Last week, for instance, Pfizer's newly appointed R&D chief Martin Mackay told investors at a meeting in Hong Kong that the drugmaker is targeting China, India, Japan, and South Korea for its R&D. The region is known for its R&D expertise, but is cheaper to operate in than either Europe or the United States.
At the same time, Pfizer's campaign to reduce research costs dovetails with an innovative strategy to boost its clinical successes. To that end, Gene Logic, a small biotech, last week said it had filed a patent on Pfizer's behalf for an experimental drug to treat solid tumors.
The Pfizer-Gene Logic partnership is part of a new phenomenon called "drug repositioning," in which a larger drug company hires a small firm with genetic expertise to locate new uses for a formerly discarded drug compound.
In this case, Gene Logic took on a drug compound that Pfizer had tested and rejected (Pfizer won't say what the initial intended use was). Pfizer will now put the compound through animal and human clinical tests in the hopes that it can someday seek FDA approval for it as a treatment for solid tumors.
Gene Logic will receive an undisclosed payment for its work on Pfizer's potential tumor drug, as well as a percentage of sales if the new drug makes it to market. Pfizer, in turn, may have found a way to turn its vast vault of failed medicines into a source of future revenues, with little upfront investment.
While Gene Logic isn't the first biotech looking to profit from other companies' failed compounds, its newfound use for Pfizer's treatment is the first public example of a repositioning partnership that has resulted in a potential new drug. Gene Logic CEO Charles Dimmler III says the company has similar deals with Abbott (Charts, Fortune 500), Eli Lilly (Charts, Fortune 500), and Roche, among others, but won't disclose details.
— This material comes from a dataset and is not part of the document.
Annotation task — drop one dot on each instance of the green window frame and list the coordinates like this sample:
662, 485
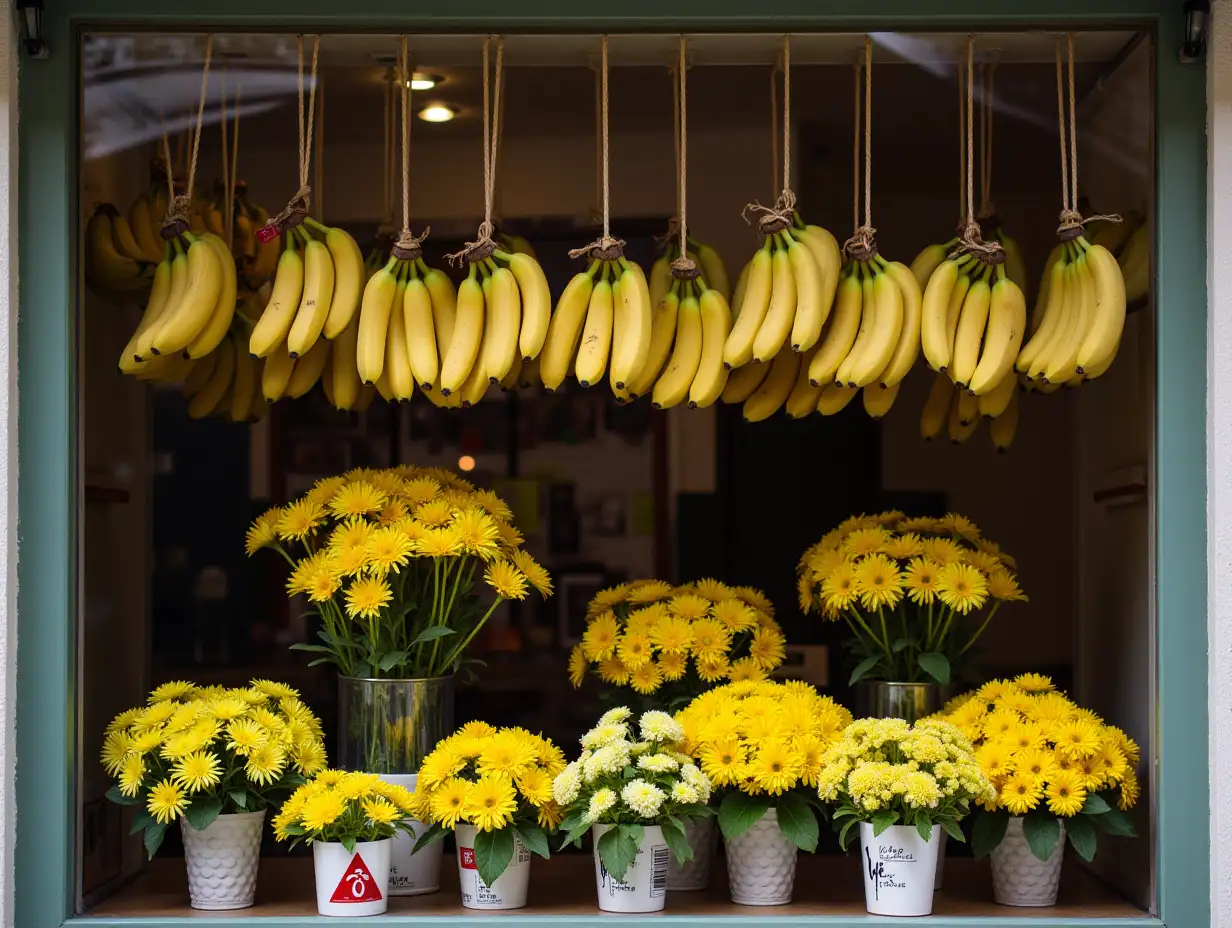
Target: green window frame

"We consider the Pfizer patent application to be proof-of-concept for our approach to repositioning," Dimmler said. For every three compounds the company tests, Dimmler says, Gene Logic finds one drug that it considers worth pursuing.
A radical plan to lower drug costs
In another example of deft partnering, Pfizer has been working with researchers at MIT for the last three years to solve another costly R&D problem: Toxicity, which is the primary reason many medicines fail laboratory tests. Right now, toxicity isn't usually discovered until human and animal testing takes place, a hugely expensive undertaking that occurs late in the development process.
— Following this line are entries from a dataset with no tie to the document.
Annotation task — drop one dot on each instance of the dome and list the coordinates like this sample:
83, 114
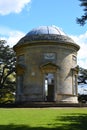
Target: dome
46, 30
45, 35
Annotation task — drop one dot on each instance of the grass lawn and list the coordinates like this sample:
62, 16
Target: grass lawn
43, 119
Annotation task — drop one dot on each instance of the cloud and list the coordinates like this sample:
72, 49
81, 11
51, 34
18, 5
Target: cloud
12, 6
11, 36
81, 40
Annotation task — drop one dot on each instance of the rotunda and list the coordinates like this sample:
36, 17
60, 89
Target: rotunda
46, 66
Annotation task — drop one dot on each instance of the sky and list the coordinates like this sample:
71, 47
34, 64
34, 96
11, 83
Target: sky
18, 17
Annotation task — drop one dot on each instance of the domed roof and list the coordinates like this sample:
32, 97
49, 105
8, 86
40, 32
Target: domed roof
45, 35
46, 30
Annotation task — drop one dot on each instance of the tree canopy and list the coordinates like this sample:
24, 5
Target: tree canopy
83, 19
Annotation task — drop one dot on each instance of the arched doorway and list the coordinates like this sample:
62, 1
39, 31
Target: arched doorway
49, 81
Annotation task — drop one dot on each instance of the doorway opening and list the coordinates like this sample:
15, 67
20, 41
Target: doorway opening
49, 87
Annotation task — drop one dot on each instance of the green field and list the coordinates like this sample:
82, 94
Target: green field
43, 119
MIT researchers now say they've found a way to model human cell tissues and closely replicate the liver, which is tested for toxicity. As a result, Pfizer may be able to detect drug toxicity earlier in the development process. "These models capture the complexity of what happens in the liver," says Linda Griffith, who, along with collaborator Steven Tannenbaum, plans to start a small biotech company around the idea in 2008 (Pfizer will be an investor). "They could easily be used to help predict how humans might react to a new drug."
For all of Pfizer's innovation on the R&D front, few investors are impressed. Most Wall Street analysts have a "hold" rating on the stock, and the few mavericks who are recommending "buy" are lukewarm. James Kelly, a Goldman Sachs analyst, has a twelve-month price target of $29 (last week it closed at $23.76.).
But now might just be the perfect time to bet on Pfizer. Aside from its low price-to-earnings ratio and generous dividend, Pfizer has more than $20 billion in cash with which, through some smart acquisitions, to buy its way out of its doldrums.
Meanwhile, though, the company is tackling what's been its main weakness in recent years: R&D.